The following April the government raided a city centre hotel to shoot dead a group - including an Irishman - accused of plotting to assassinate Mr Morales. To this day many Cruceños consider the operation a false flag attack carried out to silence rebellion. Dozens of prominent local leaders were charged with terrorism and many more fled.

The leftover members of the Santa Cruz elite reached a swift truce with the government, welcoming government decrees that made it easier to develop slash-and-burn agriculture projects.

Members of the One Socialist party attend a town council in La Paz - Credit: Reuters
Members of the One Socialist party attend a town council in La Paz Credit: Reuters

In the years since, however, Bolivia has undergone an unprecedented economic and social change. Mr Morales' governing MAS party nationalised the gas industry and boosted social spending.

The economy grew at a steady rate of around five per cent, well above the regional average, poverty fell from 60 per cent to 35 per cent and illiteracy was eradicated.

The country’s indigenous groups – large sections of which had been neglected under previous governments – became actively engaged in politics. In the 2015 elections MAS representative Adriana Salvatierra, then aged just 26, was elected senator for Santa Cruz as her party won the department with 49 per cent of the vote.

“We won because we delivered on our promise to democratise wealth through nationalisation and economic growth,” she says from a campaign office adorned with a large pop-art portrait of Che Guevara, the hero of the Cuban revolution who was captured and executed close to Santa Cruz in 1967.

“More than three million Bolivians have left poverty and joined the middle classes.”

However, the fires that destroyed more than four million hectares of arable and dry forest in the department in August and September have stoked popular discontent, and the opposition are reenergised. The last polls gave Mr Morales just 24.6 per cent of voter intention.

On October 5, over one million people attended the cabildo, a mass protest in Santa Cruz. The opposition have long criticised Mr Morales’ growing autocratic tendencies.

Bolivia's President and presidential candidate Evo Morales speaks during a political rally in El Alto, Bolivia - Credit: AFP
Bolivia's President and presidential candidate Evo Morales speaks during a political rally in El Alto, Bolivia Credit: AFP

Last year the courts – loyal to the president – overturned a referendum result in which Bolivian’s had narrowly voted to prevent him running for a fourth time.

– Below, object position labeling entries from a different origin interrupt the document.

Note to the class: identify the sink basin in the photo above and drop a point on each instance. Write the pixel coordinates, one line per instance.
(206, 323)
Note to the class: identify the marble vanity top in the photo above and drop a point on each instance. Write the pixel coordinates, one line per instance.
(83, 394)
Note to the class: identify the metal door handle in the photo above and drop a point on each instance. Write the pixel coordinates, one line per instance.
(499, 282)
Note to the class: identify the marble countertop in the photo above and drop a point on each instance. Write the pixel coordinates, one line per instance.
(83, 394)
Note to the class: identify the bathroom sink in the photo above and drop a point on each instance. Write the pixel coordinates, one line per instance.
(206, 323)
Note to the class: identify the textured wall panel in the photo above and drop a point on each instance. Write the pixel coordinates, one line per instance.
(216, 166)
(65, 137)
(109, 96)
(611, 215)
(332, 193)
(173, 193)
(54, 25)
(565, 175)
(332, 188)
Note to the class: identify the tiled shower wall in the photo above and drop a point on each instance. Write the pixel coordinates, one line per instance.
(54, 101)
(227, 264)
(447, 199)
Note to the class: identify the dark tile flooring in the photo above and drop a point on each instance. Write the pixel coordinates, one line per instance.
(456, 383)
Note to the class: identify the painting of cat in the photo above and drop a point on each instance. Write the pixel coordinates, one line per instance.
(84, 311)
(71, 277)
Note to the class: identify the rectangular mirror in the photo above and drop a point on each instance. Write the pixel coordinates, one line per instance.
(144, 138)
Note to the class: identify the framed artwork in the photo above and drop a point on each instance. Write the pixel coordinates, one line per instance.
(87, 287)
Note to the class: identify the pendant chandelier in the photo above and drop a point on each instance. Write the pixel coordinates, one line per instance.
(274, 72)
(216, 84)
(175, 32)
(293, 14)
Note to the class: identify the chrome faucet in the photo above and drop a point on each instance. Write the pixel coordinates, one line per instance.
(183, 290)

However, the forest fires have added a new element. Cruceños blame them a rash of decrees introduced by Morales that make it easier for associations of “colonisers” to burn and settle forest lands and to pardon illegal deforestation.

According to Luis Fernando Camacho, president of the Comité Santa Cruz the civil society group that organised the cabildo, the government’s motive has always been to overwhelm rural municipalities with MAS-voting settlers from the Andean region.

“They’ve come from the interior to occupy, to damage and then leave,” he says.

Tensions between inhabitants of the eastern lowlands and the Andean populations are long-standing but the impact of the fires may convince poor, rural voters such as Mr Garcia – Morale’s natural base – to vote against him. Camacho also used the opportunity to return the topic of federalism to the table.

“We don’t want to separate [from Bolivia] nor keep all the resources for ourselves but give the regions the power to manage their own development plans.”

Currently polling at 36 per cent nationwide, and requiring 40 per cent plus a 10 point margin to avoid a second round, Morales faces his toughest campaign yet. Were he to return to power, the MAS is likely to be in a minority position in the legislature.

On Wednesday Morales closed his Santa Cruz campaign at a rally in north of the city telling his blue and black clad supporters “We will keep defeating the separatists and those who would sell the country.” Inside the blue and black clad MAS supporters chanted “Evo, our friend, the people are with you.”

Outside riot police broke up an opposition protest with teargas. “I voted for Evo twice before but he’s been president too long” says Rudy Calizaya a 28-year-old student whose parents migrated from the highlands.

“He has done great things for indigenous Bolivians, but it is time for him to go.”